# Apples?



## myky11 (Jan 8, 2015)

I want to try giving my hedgie apples. I have a few quick questions. Can they eat the peels? Also, are honey crisp and/or gala apples ok?


----------



## DesireeM81 (Jun 14, 2014)

Either should be fine, I would avoid the peels and as always no core, stem, leaves or seeds.


----------



## myky11 (Jan 8, 2015)

ok thanks


----------



## Prickerz (Sep 17, 2014)

Good luck trying to get the hedgehog to eat it though!


----------



## myky11 (Jan 8, 2015)

Prickerz said:


> Good luck trying to get the hedgehog to eat it though!


Ikr:roll: I tried hand feeding. He licked it and moved on Then I tried putting a few bits in his cage and he pooped on them. Guess now I know what he thinks of apples :lol:


----------



## CashmereSkeleton (Nov 28, 2014)

I tried giving Erin some watermelon and she pooped on that.

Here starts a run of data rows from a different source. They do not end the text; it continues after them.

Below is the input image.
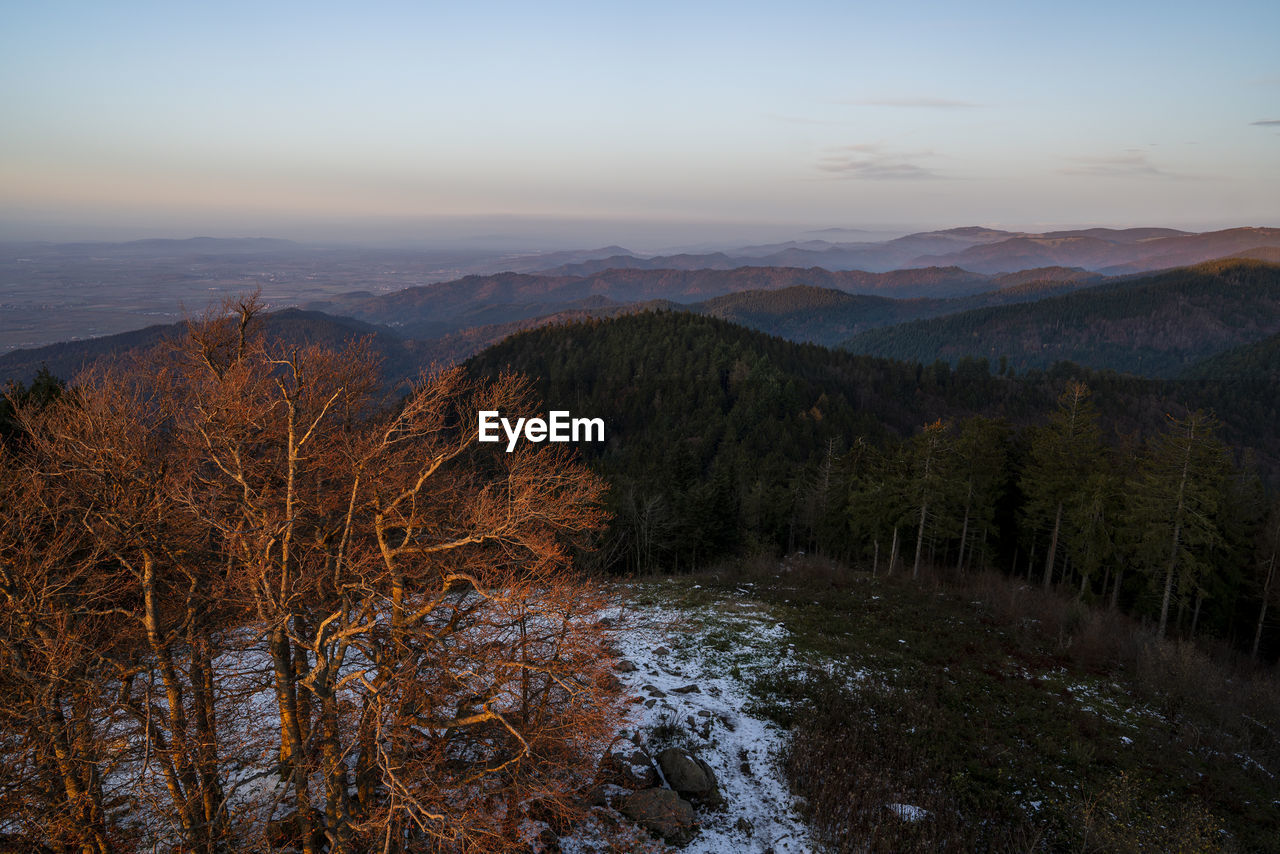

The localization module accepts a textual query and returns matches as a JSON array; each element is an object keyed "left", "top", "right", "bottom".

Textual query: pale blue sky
[{"left": 2, "top": 0, "right": 1277, "bottom": 245}]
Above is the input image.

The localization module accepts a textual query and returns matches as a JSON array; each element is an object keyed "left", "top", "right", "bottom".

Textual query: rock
[
  {"left": 592, "top": 805, "right": 621, "bottom": 831},
  {"left": 615, "top": 658, "right": 638, "bottom": 672},
  {"left": 600, "top": 749, "right": 658, "bottom": 790},
  {"left": 644, "top": 698, "right": 656, "bottom": 708},
  {"left": 620, "top": 788, "right": 697, "bottom": 846},
  {"left": 671, "top": 683, "right": 701, "bottom": 694},
  {"left": 580, "top": 784, "right": 609, "bottom": 807},
  {"left": 653, "top": 646, "right": 671, "bottom": 656},
  {"left": 657, "top": 748, "right": 724, "bottom": 807},
  {"left": 642, "top": 684, "right": 667, "bottom": 697}
]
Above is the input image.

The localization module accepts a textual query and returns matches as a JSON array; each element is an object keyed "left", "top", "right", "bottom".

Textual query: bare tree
[{"left": 0, "top": 297, "right": 624, "bottom": 853}]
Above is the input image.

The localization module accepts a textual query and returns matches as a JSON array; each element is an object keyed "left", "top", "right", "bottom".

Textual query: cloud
[
  {"left": 1057, "top": 152, "right": 1177, "bottom": 178},
  {"left": 840, "top": 96, "right": 978, "bottom": 109},
  {"left": 818, "top": 144, "right": 944, "bottom": 180},
  {"left": 1252, "top": 119, "right": 1280, "bottom": 126}
]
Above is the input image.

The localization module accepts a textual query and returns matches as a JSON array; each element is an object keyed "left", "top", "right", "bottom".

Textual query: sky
[{"left": 1, "top": 0, "right": 1278, "bottom": 247}]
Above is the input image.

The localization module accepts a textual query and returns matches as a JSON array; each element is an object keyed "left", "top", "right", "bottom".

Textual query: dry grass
[{"left": 690, "top": 556, "right": 1280, "bottom": 852}]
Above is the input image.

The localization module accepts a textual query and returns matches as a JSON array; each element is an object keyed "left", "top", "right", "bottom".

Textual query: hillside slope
[
  {"left": 0, "top": 309, "right": 417, "bottom": 385},
  {"left": 844, "top": 260, "right": 1280, "bottom": 378}
]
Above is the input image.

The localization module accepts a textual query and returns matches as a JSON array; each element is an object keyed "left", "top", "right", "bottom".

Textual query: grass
[{"left": 626, "top": 556, "right": 1280, "bottom": 853}]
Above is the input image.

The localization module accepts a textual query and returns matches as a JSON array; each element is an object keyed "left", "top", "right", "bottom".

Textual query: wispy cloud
[
  {"left": 1252, "top": 119, "right": 1280, "bottom": 126},
  {"left": 818, "top": 144, "right": 944, "bottom": 180},
  {"left": 1058, "top": 152, "right": 1179, "bottom": 178},
  {"left": 840, "top": 96, "right": 978, "bottom": 109}
]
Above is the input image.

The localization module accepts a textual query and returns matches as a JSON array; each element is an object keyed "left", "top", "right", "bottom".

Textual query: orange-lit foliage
[{"left": 0, "top": 297, "right": 622, "bottom": 853}]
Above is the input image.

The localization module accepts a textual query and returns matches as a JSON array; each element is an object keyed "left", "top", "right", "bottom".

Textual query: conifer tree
[
  {"left": 953, "top": 416, "right": 1011, "bottom": 573},
  {"left": 1021, "top": 381, "right": 1103, "bottom": 590},
  {"left": 1127, "top": 411, "right": 1232, "bottom": 638},
  {"left": 904, "top": 420, "right": 955, "bottom": 579},
  {"left": 1065, "top": 470, "right": 1122, "bottom": 599}
]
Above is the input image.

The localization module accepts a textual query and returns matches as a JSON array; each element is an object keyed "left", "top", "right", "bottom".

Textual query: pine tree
[
  {"left": 1065, "top": 470, "right": 1122, "bottom": 599},
  {"left": 953, "top": 416, "right": 1011, "bottom": 573},
  {"left": 1127, "top": 411, "right": 1232, "bottom": 639},
  {"left": 1021, "top": 381, "right": 1104, "bottom": 590},
  {"left": 904, "top": 420, "right": 956, "bottom": 579}
]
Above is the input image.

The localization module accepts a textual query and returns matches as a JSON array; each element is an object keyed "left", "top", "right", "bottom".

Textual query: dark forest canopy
[
  {"left": 466, "top": 310, "right": 1280, "bottom": 656},
  {"left": 844, "top": 259, "right": 1280, "bottom": 377}
]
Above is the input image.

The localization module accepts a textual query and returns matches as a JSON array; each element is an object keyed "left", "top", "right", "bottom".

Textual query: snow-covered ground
[{"left": 561, "top": 584, "right": 815, "bottom": 853}]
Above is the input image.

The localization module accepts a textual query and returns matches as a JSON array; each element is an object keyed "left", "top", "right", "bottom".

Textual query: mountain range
[
  {"left": 6, "top": 256, "right": 1280, "bottom": 392},
  {"left": 529, "top": 226, "right": 1280, "bottom": 276}
]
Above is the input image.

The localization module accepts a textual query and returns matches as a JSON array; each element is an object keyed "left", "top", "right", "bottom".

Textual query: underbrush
[{"left": 684, "top": 556, "right": 1280, "bottom": 852}]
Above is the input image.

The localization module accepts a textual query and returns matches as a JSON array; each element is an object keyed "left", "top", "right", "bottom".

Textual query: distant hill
[
  {"left": 1183, "top": 329, "right": 1280, "bottom": 382},
  {"left": 516, "top": 226, "right": 1280, "bottom": 277},
  {"left": 15, "top": 258, "right": 1272, "bottom": 386},
  {"left": 844, "top": 259, "right": 1280, "bottom": 378},
  {"left": 408, "top": 271, "right": 1123, "bottom": 364},
  {"left": 0, "top": 309, "right": 417, "bottom": 386},
  {"left": 989, "top": 266, "right": 1103, "bottom": 289},
  {"left": 691, "top": 286, "right": 913, "bottom": 346},
  {"left": 306, "top": 265, "right": 998, "bottom": 339},
  {"left": 914, "top": 227, "right": 1280, "bottom": 275}
]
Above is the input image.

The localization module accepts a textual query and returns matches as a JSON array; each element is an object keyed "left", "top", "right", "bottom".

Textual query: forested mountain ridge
[
  {"left": 466, "top": 309, "right": 1277, "bottom": 555},
  {"left": 306, "top": 265, "right": 998, "bottom": 335},
  {"left": 844, "top": 259, "right": 1280, "bottom": 378},
  {"left": 8, "top": 258, "right": 1276, "bottom": 390}
]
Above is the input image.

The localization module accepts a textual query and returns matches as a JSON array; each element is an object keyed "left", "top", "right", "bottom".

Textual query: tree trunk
[
  {"left": 142, "top": 554, "right": 206, "bottom": 845},
  {"left": 888, "top": 527, "right": 900, "bottom": 576},
  {"left": 1158, "top": 422, "right": 1194, "bottom": 639},
  {"left": 957, "top": 483, "right": 972, "bottom": 572},
  {"left": 1254, "top": 550, "right": 1276, "bottom": 660},
  {"left": 1043, "top": 502, "right": 1062, "bottom": 590},
  {"left": 188, "top": 617, "right": 227, "bottom": 848},
  {"left": 320, "top": 690, "right": 352, "bottom": 854},
  {"left": 913, "top": 499, "right": 928, "bottom": 580},
  {"left": 271, "top": 625, "right": 317, "bottom": 854},
  {"left": 47, "top": 696, "right": 111, "bottom": 854}
]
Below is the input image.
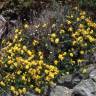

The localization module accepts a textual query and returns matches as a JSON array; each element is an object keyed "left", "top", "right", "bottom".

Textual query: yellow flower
[
  {"left": 66, "top": 72, "right": 69, "bottom": 75},
  {"left": 82, "top": 68, "right": 87, "bottom": 73},
  {"left": 15, "top": 29, "right": 19, "bottom": 33},
  {"left": 45, "top": 70, "right": 49, "bottom": 74},
  {"left": 17, "top": 70, "right": 21, "bottom": 75},
  {"left": 68, "top": 27, "right": 73, "bottom": 32},
  {"left": 80, "top": 50, "right": 84, "bottom": 55},
  {"left": 72, "top": 41, "right": 76, "bottom": 45},
  {"left": 23, "top": 46, "right": 27, "bottom": 51},
  {"left": 79, "top": 24, "right": 84, "bottom": 29},
  {"left": 88, "top": 36, "right": 95, "bottom": 42},
  {"left": 10, "top": 86, "right": 15, "bottom": 91},
  {"left": 74, "top": 6, "right": 78, "bottom": 10},
  {"left": 14, "top": 35, "right": 18, "bottom": 39},
  {"left": 80, "top": 15, "right": 85, "bottom": 19},
  {"left": 0, "top": 81, "right": 5, "bottom": 86},
  {"left": 32, "top": 40, "right": 39, "bottom": 46},
  {"left": 45, "top": 76, "right": 50, "bottom": 81},
  {"left": 71, "top": 15, "right": 73, "bottom": 18},
  {"left": 18, "top": 89, "right": 23, "bottom": 94},
  {"left": 25, "top": 65, "right": 29, "bottom": 69},
  {"left": 42, "top": 23, "right": 47, "bottom": 28},
  {"left": 35, "top": 88, "right": 41, "bottom": 93},
  {"left": 50, "top": 38, "right": 54, "bottom": 42},
  {"left": 80, "top": 11, "right": 86, "bottom": 15},
  {"left": 54, "top": 60, "right": 58, "bottom": 65},
  {"left": 24, "top": 24, "right": 29, "bottom": 28},
  {"left": 8, "top": 56, "right": 11, "bottom": 59},
  {"left": 60, "top": 29, "right": 65, "bottom": 34},
  {"left": 51, "top": 33, "right": 57, "bottom": 38},
  {"left": 28, "top": 55, "right": 34, "bottom": 61},
  {"left": 90, "top": 30, "right": 93, "bottom": 34},
  {"left": 18, "top": 31, "right": 22, "bottom": 35},
  {"left": 30, "top": 85, "right": 33, "bottom": 88},
  {"left": 40, "top": 56, "right": 43, "bottom": 60},
  {"left": 49, "top": 73, "right": 55, "bottom": 78},
  {"left": 8, "top": 60, "right": 13, "bottom": 65},
  {"left": 77, "top": 59, "right": 83, "bottom": 63},
  {"left": 63, "top": 52, "right": 67, "bottom": 56},
  {"left": 55, "top": 38, "right": 59, "bottom": 44},
  {"left": 14, "top": 62, "right": 18, "bottom": 67},
  {"left": 21, "top": 50, "right": 24, "bottom": 54},
  {"left": 70, "top": 59, "right": 75, "bottom": 64},
  {"left": 70, "top": 53, "right": 73, "bottom": 57},
  {"left": 38, "top": 51, "right": 42, "bottom": 56},
  {"left": 22, "top": 88, "right": 27, "bottom": 93},
  {"left": 27, "top": 50, "right": 32, "bottom": 56},
  {"left": 22, "top": 75, "right": 26, "bottom": 81},
  {"left": 52, "top": 24, "right": 56, "bottom": 28},
  {"left": 77, "top": 17, "right": 80, "bottom": 21},
  {"left": 38, "top": 60, "right": 43, "bottom": 65},
  {"left": 35, "top": 24, "right": 40, "bottom": 28},
  {"left": 67, "top": 20, "right": 71, "bottom": 25},
  {"left": 58, "top": 54, "right": 64, "bottom": 61},
  {"left": 15, "top": 91, "right": 19, "bottom": 95}
]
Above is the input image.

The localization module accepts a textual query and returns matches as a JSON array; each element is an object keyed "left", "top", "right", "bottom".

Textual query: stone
[
  {"left": 89, "top": 69, "right": 96, "bottom": 82},
  {"left": 72, "top": 72, "right": 83, "bottom": 87},
  {"left": 86, "top": 64, "right": 96, "bottom": 74},
  {"left": 57, "top": 73, "right": 83, "bottom": 88},
  {"left": 25, "top": 92, "right": 37, "bottom": 96},
  {"left": 72, "top": 79, "right": 96, "bottom": 96},
  {"left": 0, "top": 15, "right": 6, "bottom": 39},
  {"left": 50, "top": 85, "right": 72, "bottom": 96}
]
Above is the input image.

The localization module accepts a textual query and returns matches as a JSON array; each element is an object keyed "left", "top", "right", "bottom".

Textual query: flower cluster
[
  {"left": 0, "top": 28, "right": 59, "bottom": 95},
  {"left": 48, "top": 9, "right": 96, "bottom": 73}
]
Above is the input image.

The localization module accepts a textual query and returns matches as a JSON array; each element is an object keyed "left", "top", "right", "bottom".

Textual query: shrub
[{"left": 0, "top": 27, "right": 59, "bottom": 95}]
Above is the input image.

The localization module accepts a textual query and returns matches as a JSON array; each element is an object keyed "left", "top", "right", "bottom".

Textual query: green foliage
[
  {"left": 10, "top": 0, "right": 33, "bottom": 7},
  {"left": 79, "top": 0, "right": 96, "bottom": 8}
]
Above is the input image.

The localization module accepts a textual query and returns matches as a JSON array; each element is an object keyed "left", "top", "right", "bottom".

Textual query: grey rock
[
  {"left": 57, "top": 73, "right": 83, "bottom": 88},
  {"left": 72, "top": 79, "right": 96, "bottom": 96},
  {"left": 89, "top": 69, "right": 96, "bottom": 82},
  {"left": 50, "top": 85, "right": 72, "bottom": 96},
  {"left": 63, "top": 74, "right": 73, "bottom": 88},
  {"left": 86, "top": 64, "right": 96, "bottom": 74},
  {"left": 25, "top": 92, "right": 37, "bottom": 96},
  {"left": 0, "top": 15, "right": 6, "bottom": 39},
  {"left": 57, "top": 74, "right": 73, "bottom": 88}
]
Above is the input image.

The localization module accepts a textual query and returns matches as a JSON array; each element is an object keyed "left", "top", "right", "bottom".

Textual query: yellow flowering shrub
[
  {"left": 48, "top": 8, "right": 96, "bottom": 74},
  {"left": 0, "top": 28, "right": 59, "bottom": 95}
]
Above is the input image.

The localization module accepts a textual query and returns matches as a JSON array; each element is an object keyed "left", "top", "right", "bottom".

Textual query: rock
[
  {"left": 0, "top": 1, "right": 10, "bottom": 9},
  {"left": 72, "top": 79, "right": 96, "bottom": 96},
  {"left": 86, "top": 64, "right": 96, "bottom": 74},
  {"left": 57, "top": 74, "right": 73, "bottom": 88},
  {"left": 57, "top": 73, "right": 83, "bottom": 88},
  {"left": 50, "top": 85, "right": 72, "bottom": 96},
  {"left": 0, "top": 15, "right": 6, "bottom": 39},
  {"left": 0, "top": 2, "right": 4, "bottom": 9},
  {"left": 63, "top": 74, "right": 73, "bottom": 88},
  {"left": 25, "top": 92, "right": 37, "bottom": 96},
  {"left": 89, "top": 69, "right": 96, "bottom": 82}
]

At least she was very clear about how she felt...


----------



## tony21 (Apr 8, 2014)

Ok that's hilarious :lol:

I've given bell apple, and Asian pair. Though I don't remember if she ate apple, she did eat the Asian pair I gave her!


----------



## Lilysmommy (Jan 7, 2009)

CashmereSkeleton said:


> I tried giving Erin some watermelon and she pooped on that. At least she was very clear about how she felt...


Lily would be gasping at the blasphemy. :lol: She LOVED watermelon, it was one of the treats she would eat no matter what, even when she was feeling crappy. Other than melon, though, she didn't think much of fruit.


----------



## DesireeM81 (Jun 14, 2014)

Try unsweetened applesauce, mine won't eat apples but they will eat applesauce.


----------



## Tongue_Flicker (Jun 11, 2013)

Try masking the apple scent with something like smudged crickets or worm body ooze. Does wonders. I often do the same thing with healthy choices that they don't wanna eat


----------